In general, the study of secondary metabolites derived from plants is an important field research, is requiring sophisticated tools and current approaches to precise quantify and identify bioactive molecules with high biological activities. In our last publication we have shown a strong inhibitory activity of Tunisian T. terrestris on ovary cancer cell lines (Bouabdallah et al., 2015), so in the present study we propose to investigate the antileishmanial effect on L. major and L. infuntum of T. terrestris according to, solvent extraction and the part of the plant used.
Materials and Methods
Reagents
Analytical grade ethanol, chloroform, acetonitril, hexane and n-butanol, obtained from Merck (Nottingham, UK), all reagents were purchased from Sigma-Aldrich-Fluka (Saint-Quentin, France). The murine macrophage cell line RAW 264.7 (ATCC, TIB-71) was used in this work. For the chemicals, thiazolyl blue tetrazolium bromide [3-(4, 5- dimethyl thiazol-2-yl2, 5-diphenyltetrazolium bromide] (MTT), isopropanol, sodium dodecyl sulfate (SDS) and all reagents used for cell culture were purchased from Sigma (St. Louis, MO USA), Fluka Chemie (Buchs, Switzerland) and Merck (Nottingham, UK). (PNA) (Sigma, Saint-Quentin Fallavier, France).
Biological material
T. terrestris was collected from samples grown spontaneously in the region of Ain-Halloufa, Boukrim Elhawaria (north east of northern Tunisia). The sampling was conducted during (September-October 2014). The identification of the the plant was previously described as mentionned in our last publication (Bouabdallah et al., 2012; 2015).
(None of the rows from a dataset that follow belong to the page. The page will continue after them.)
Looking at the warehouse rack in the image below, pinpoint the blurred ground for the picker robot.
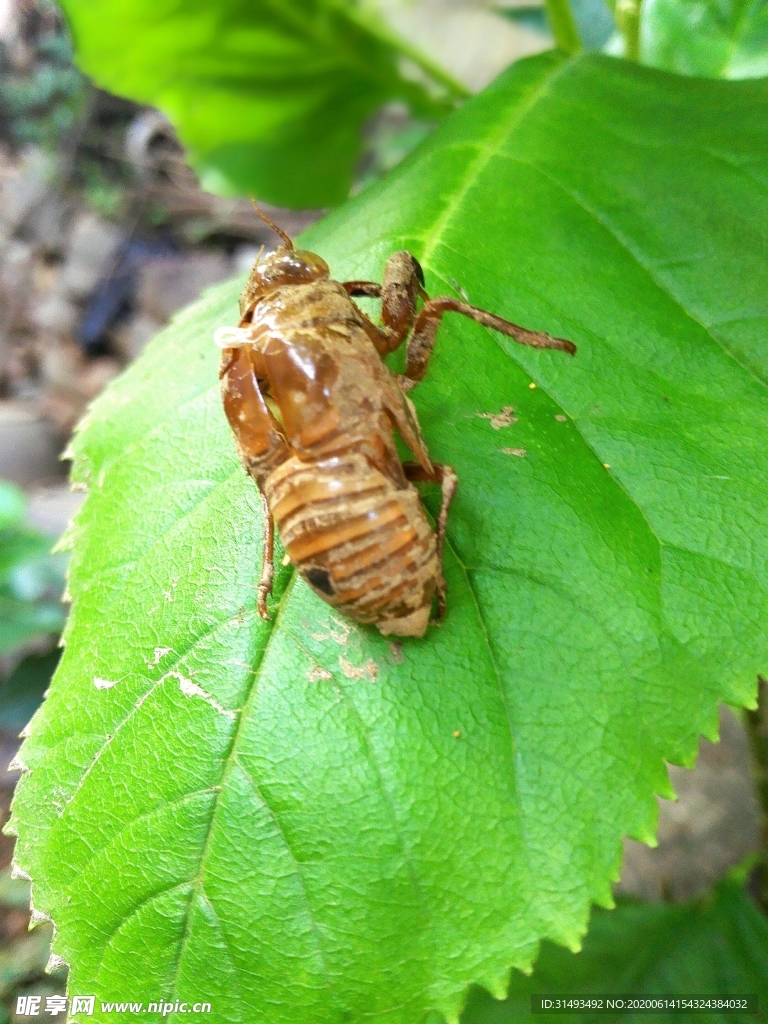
[0,0,758,1011]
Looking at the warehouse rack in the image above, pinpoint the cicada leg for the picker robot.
[402,462,459,618]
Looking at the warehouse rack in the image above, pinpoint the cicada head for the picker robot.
[240,245,331,321]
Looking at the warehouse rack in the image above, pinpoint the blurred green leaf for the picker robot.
[461,880,768,1024]
[0,480,27,530]
[641,0,768,78]
[0,650,60,733]
[57,0,465,207]
[13,51,768,1024]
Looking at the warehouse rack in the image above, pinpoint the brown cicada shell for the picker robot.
[216,207,575,637]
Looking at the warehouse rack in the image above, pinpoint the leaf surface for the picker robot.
[14,53,768,1024]
[462,880,768,1024]
[61,0,460,208]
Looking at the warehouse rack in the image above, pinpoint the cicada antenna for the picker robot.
[251,199,293,249]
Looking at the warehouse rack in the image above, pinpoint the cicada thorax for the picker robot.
[263,451,439,636]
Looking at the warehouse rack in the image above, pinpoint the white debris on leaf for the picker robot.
[167,672,238,719]
[93,676,120,690]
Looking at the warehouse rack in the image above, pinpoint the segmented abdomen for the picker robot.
[263,452,438,636]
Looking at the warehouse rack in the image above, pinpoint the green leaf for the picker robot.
[0,520,66,656]
[642,0,768,78]
[57,0,466,207]
[14,52,768,1024]
[462,881,768,1024]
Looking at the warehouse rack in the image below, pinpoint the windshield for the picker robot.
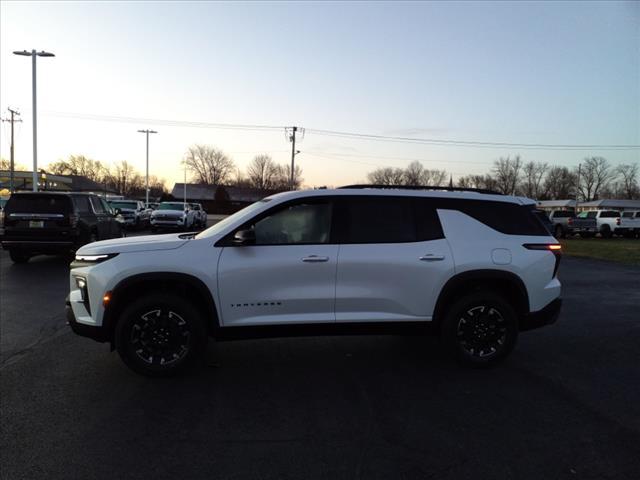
[195,198,271,238]
[109,202,138,210]
[158,203,185,210]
Saponin fraction extraction
The dried and powdered plant material (powder: 30 g) was extracted in a succession by chloroform at room temperature (3 x 270 mL x 1 hour) and 70% v/v ethanol (reflux at 80°C, 3 x 450 mL x 2 hours). The combined ethanol solutions were concentrated under vacuum at 70°C to a small volume-150 mL and extracted in the separator funnel with n-butanol (3 times 60, 45, 45 mL). The butanol layers were concentrated to dryness giving the crude fraction.
Parasite culture
L. major (MHOM/TN/95/GLC94) and L. infantum strains isolated from Tunisian patients were used. Amastigotes were obtained after passage in BALB/c mice footpad and harvested from skin lesions. Promastigote were cultured in solid medium at 26°C, and then progressively adapted to an RPMI 1640 medium containing 10% of fetal calf serum (FCS) and supplemented with 100 U penicillin mol/µL, 100 ug streptomycin mol/µL and 2 mM L-glutamine. With a starting concentration of 3 x 106 parasites/mL. When the stationary phase was reached, the metacyclic promastigotes were then purified as reported by (Sghaier et al., 2016) and a negative selection with peanut agglutinin (PNA). PNA- and PNA+ fractions were separated by density gradient centrifugation. The PNA- metacyclic promastigotes were then washed and diluted at the desired density.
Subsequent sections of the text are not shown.